While Sandberg probably means well by this campaign, she should probably dismiss all her wordplay, and actually evaluate what she is trying to accomplish by trying to ban a word from our language. While ultimately she is intending to make girls feel more comfortable with becoming leaders, I do not feel like banning the word bossy is going to accomplish this.
An ad for the campaign features many recognizable women, including Beyoncé, Condoleezza Rice and Jane Lynch. The ad states: “By middle school girls are less interested in leadership than boys, and that is because they worry about being called bossy. Let’s just ban the word bossy, and encourage girls to lead.”
By sheltering girls at a young age, how are they going to be able to take on the real world one day? One of the biggest parts of being a leader is being able to take criticism. Why would some of the most successful women in our country be standing behind a message that truly will not help a girl become a leader?
They are almost pointing out that there is something wrong with the girls who don’t want to be leaders.
I have been called bossy since the moment I could talk. Yeah, it’s a little bothersome to be labeled by your parents as “being bossy to your younger siblings” or have your grade school teacher tell you that you need to stop being so bossy to other kids in your class.
As a young woman currently in a leadership role, I have to be direct and motivated in order to get my job done. Many of my coworkers probably think I am bossy, but how can you be the boss of anyone or anything, if you are not “bossy” to some extent.
There is a drastic difference between being bossy to help direct people and get stuff done, and abusing your power as a leader.
So looking back, being called bossy did not limit me as a leader. I mean what was I ever going to go do about it?

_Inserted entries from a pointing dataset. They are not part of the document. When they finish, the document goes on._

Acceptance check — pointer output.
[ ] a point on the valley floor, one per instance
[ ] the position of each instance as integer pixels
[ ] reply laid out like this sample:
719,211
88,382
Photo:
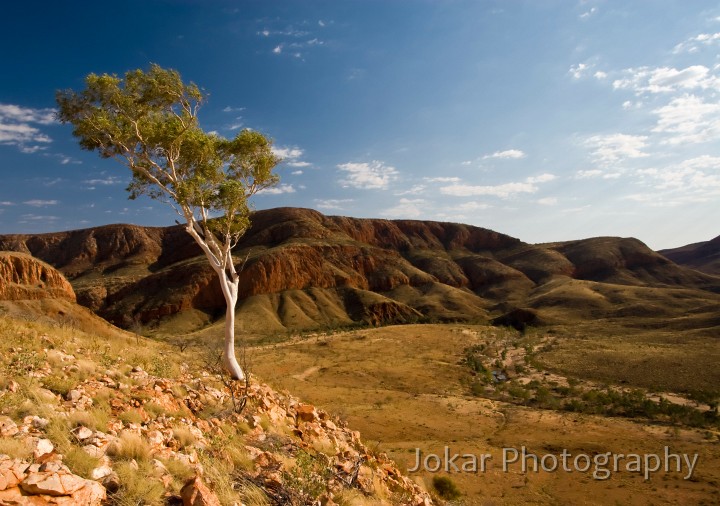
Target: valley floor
408,388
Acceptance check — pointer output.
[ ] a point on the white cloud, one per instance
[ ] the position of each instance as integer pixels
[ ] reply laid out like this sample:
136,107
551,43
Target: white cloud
373,175
503,191
287,153
693,44
106,181
689,119
472,206
542,178
548,201
507,154
609,149
35,217
21,114
299,164
40,203
17,127
406,208
332,203
442,179
588,14
277,190
580,70
414,190
666,79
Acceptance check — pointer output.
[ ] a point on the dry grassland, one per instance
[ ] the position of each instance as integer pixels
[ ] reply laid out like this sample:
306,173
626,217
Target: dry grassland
406,387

If anything this campaign should be pushing girls to develop strong leadership tactics. For those not that interested in being a leader, teach them not to worry about what other people think of them.

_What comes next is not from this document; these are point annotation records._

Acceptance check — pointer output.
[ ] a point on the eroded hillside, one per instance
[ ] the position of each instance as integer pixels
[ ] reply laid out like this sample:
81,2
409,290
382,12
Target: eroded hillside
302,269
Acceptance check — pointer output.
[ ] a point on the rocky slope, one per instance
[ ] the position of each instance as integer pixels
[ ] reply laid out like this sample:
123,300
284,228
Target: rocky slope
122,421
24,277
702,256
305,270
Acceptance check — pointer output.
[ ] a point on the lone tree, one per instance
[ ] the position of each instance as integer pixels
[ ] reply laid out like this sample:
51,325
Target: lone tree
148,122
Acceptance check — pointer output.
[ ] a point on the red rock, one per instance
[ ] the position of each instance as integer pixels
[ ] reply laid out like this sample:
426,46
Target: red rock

The whole campaign is downright winey. Instead of empowering girls, the leaders of this campaign are sticking it to a word, and telling them that they cannot be called that word. The campaign itself is a little bossy.
There is a much worse “b” word you could be called for being a woman that is assertive. Being called bossy does not mean you are bullying others. It usually means people are noticing your ability to influence others and get things done.
There are now more women than ever who are attending college, as they begin to outnumber males on college campuses. Women are in the United States Congress, and CEOS of major companies.
The reality is, you have to be a little bossy to move up into a leadership role. Isn’t that why they call you the boss? Sandberg herself admits that she was called out for being bossy during her youth. She is the CEO of Facebook today. Being called bossy did not even deter the force behind this campaign from failing to succeed.
I don’t think women should shy away from being assertive. Would it be better to be called a leader, a get-it-done kind of person? Well maybe, but we cannot be overly sensitive to labels or we will never become leaders, we will be those other people called “followers”.
If someone wants to call me bossy, its completely fair game. I embrace the fact that I am bossy.
The statement that the campaign is using is: “I am the boss, not bossy.” – it should be “I am bossy, but that’s because I am the boss.”